Mr. Brown was a tall, lean man. He always had a dark tan. I was sure it had something to do with his name. He looked a little like Gary Cooper did in Sergeant York. Mr. Brown wore a corduroy coat with leather arm patches to dinner that night. He even had on a tie. He was honoring my family by wearing a tie, he never did that in class. It seemed fantastic, unreal, that my teacher was actually out of school and in my house.
But there he was sitting at the big maple table with me, my Mom and Dad and my little brother John. Mr. Brown was smiling and making polite conversation. I was mostly quiet and listening. I worked hard at my manners, taking small bites, using the napkin, trying to be mature.
I wasn't adolescent enough yet to be embarrassed by my family, I just felt proud. It was a great night. Even John was good. Mr. Brown talked about his summer job as a Park Ranger. It was easy to imagine him in a ranger's uniform and now I knew the origin of that tan. Mr. Brown got sun burnt every summer and his tan lasted the whole school year. For the rest of the 6th grade Mr. Brown had a special smile for me when ever our eyes met.
Understanding a little piece of Mr. Brown's life gave me my first thought of becoming a teacher. Summers off to be in the woods, and free meals. It looked pretty good from my side of the table.
Twenty years later Gavin, one of my students, stood at my desk, and looked me in the eye "My Mom and I would like you to come to our house for dinner." I accepted immediately. In 15 years of teaching this was the only time I'd been invited to dinner. That invitation was very special to me. It made me think of Mr. Brown. Was our dinner invitation the only one Mr. Brown's ever received?
Now, I sit at another dinner table. I'm wearing a corduroy coat with elbow patches. I have a tie on. The kids stare at me with big eyes, amazed I'm at their table, in their house. I smile, make polite conversation, watch my table manners and enjoy this rare evening.
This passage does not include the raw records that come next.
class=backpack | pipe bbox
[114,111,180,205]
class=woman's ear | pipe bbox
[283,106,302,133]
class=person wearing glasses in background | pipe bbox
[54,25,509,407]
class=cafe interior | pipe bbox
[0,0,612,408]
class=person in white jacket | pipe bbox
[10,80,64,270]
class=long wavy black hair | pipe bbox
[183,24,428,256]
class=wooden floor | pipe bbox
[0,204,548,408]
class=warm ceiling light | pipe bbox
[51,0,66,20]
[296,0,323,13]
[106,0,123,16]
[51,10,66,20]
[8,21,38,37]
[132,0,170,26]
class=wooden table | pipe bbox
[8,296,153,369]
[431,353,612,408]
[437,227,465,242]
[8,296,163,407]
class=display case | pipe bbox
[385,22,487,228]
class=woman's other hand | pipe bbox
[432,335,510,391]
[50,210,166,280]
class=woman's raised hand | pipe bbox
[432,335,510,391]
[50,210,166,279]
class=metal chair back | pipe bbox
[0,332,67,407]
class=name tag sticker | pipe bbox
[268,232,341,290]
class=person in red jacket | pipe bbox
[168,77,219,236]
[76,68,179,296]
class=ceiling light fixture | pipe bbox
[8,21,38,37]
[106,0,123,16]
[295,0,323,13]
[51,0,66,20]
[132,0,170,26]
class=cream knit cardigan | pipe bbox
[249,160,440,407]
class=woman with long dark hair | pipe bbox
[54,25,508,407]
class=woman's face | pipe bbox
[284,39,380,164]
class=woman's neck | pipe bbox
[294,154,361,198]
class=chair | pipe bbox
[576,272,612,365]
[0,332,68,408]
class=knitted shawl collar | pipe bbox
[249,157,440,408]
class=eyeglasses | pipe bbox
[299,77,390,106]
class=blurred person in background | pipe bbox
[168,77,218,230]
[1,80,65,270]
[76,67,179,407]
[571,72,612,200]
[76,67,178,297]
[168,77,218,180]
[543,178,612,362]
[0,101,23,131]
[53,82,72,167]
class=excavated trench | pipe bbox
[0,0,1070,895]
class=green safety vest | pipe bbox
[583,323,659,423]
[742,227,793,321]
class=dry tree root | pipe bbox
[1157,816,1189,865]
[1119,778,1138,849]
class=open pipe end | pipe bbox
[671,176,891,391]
I had a special smile for Gavin for the rest of the year.
Turning the tables helps me remember that kids don't believe teachers are real people, with lives outside the classroom. No, teachers are different than other adults. They live at school and only think about the subjects they teach. Kids know that teachers spend every evening preparing tests and grading papers. Students are sure that teachers believe absolutely in the impeccable recall of times tables, have a perfect knowledge of the parts of speech, and never misspell a word. It is too high a standard.
The marks, dents, gouges and chips have been polished smooth. But I still can read the big maple table like a map. It hasn't changed that much, but we have.
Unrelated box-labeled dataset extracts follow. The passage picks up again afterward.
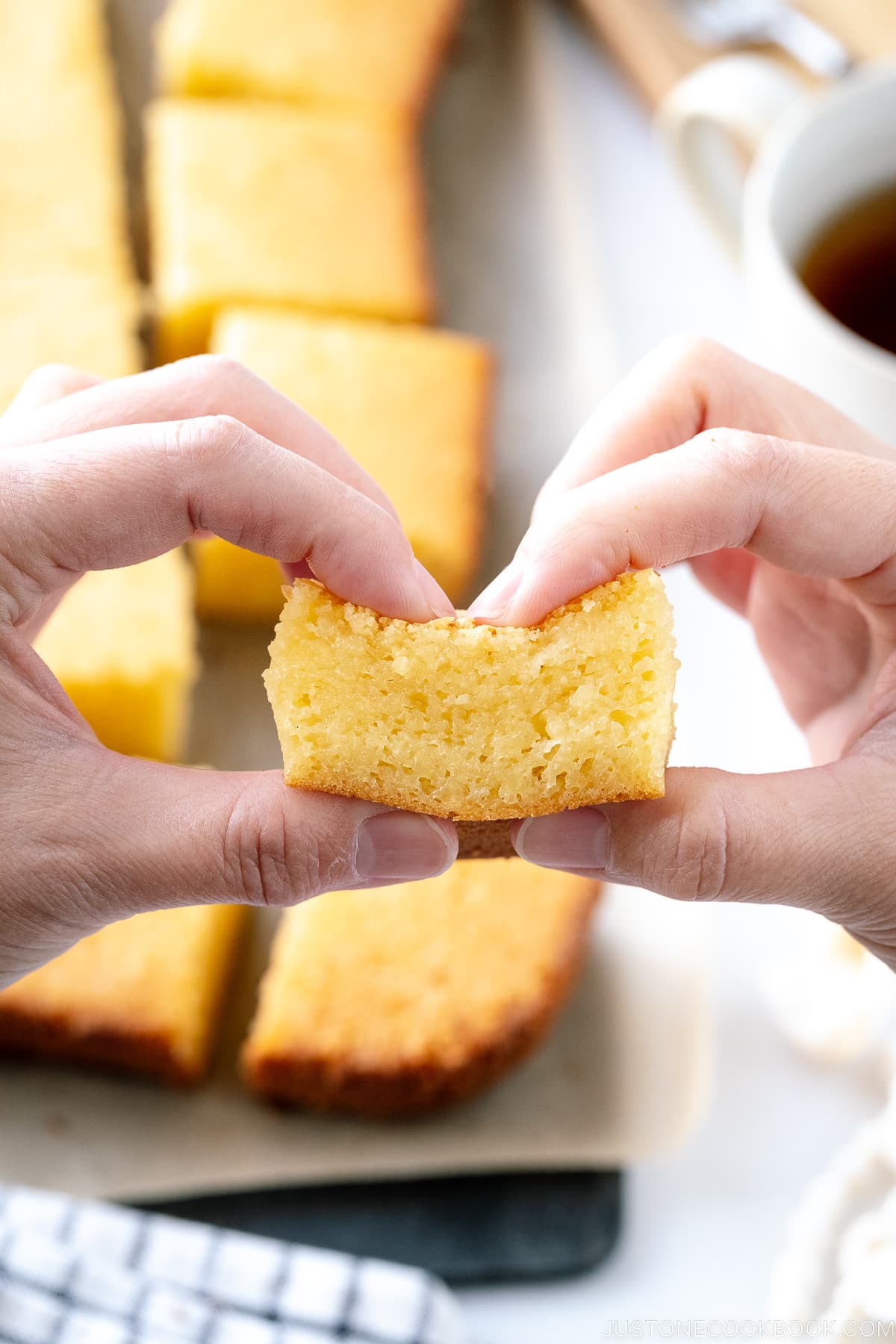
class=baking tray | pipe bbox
[0,0,709,1231]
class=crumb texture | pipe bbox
[264,570,677,821]
[243,859,598,1116]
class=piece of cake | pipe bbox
[264,570,677,821]
[243,859,598,1116]
[0,274,143,411]
[156,0,461,113]
[193,308,491,623]
[0,906,246,1083]
[0,0,109,84]
[35,551,197,761]
[0,0,133,284]
[148,98,432,359]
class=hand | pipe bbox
[471,343,896,969]
[0,356,457,985]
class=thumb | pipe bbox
[514,756,896,924]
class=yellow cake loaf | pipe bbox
[193,308,491,622]
[156,0,459,111]
[35,551,197,761]
[0,274,143,411]
[243,859,598,1116]
[146,98,432,359]
[0,906,246,1083]
[264,570,677,821]
[0,0,133,285]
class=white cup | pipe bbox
[659,55,896,445]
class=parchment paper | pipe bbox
[0,0,709,1198]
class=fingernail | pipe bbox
[355,812,457,882]
[467,561,525,621]
[414,561,455,615]
[516,808,610,871]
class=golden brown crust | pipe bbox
[242,883,600,1119]
[457,821,516,859]
[0,1004,202,1087]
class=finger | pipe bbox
[0,417,452,623]
[470,430,896,625]
[4,364,104,417]
[533,336,889,517]
[0,355,395,514]
[514,758,896,922]
[0,741,457,981]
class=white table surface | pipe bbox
[461,7,879,1344]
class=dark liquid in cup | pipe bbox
[799,185,896,353]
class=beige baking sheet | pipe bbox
[0,889,708,1199]
[0,0,709,1198]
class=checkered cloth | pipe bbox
[0,1186,464,1344]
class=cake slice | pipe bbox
[0,0,109,82]
[0,274,143,411]
[35,551,197,761]
[146,98,432,359]
[193,308,491,623]
[264,570,677,821]
[156,0,461,113]
[243,859,598,1116]
[0,906,246,1083]
[0,0,133,285]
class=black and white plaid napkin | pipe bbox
[0,1186,464,1344]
It must be lonely, just the two of you, having a meal at this vast, well worn table. I know the table really doesn't fit your house now. You could find something half the size that would serve better. It makes perfect sense to get rid of it.
But I hope you don't. I hope you keep the table. Put a fresh coat of wax on it and make some more memories. Written 1990.
The table is in my house now. Both my parents are gone, but the memories scribed in the table remain. It's almost Christmas, and most of my family will sit around the big maple table in just a few days.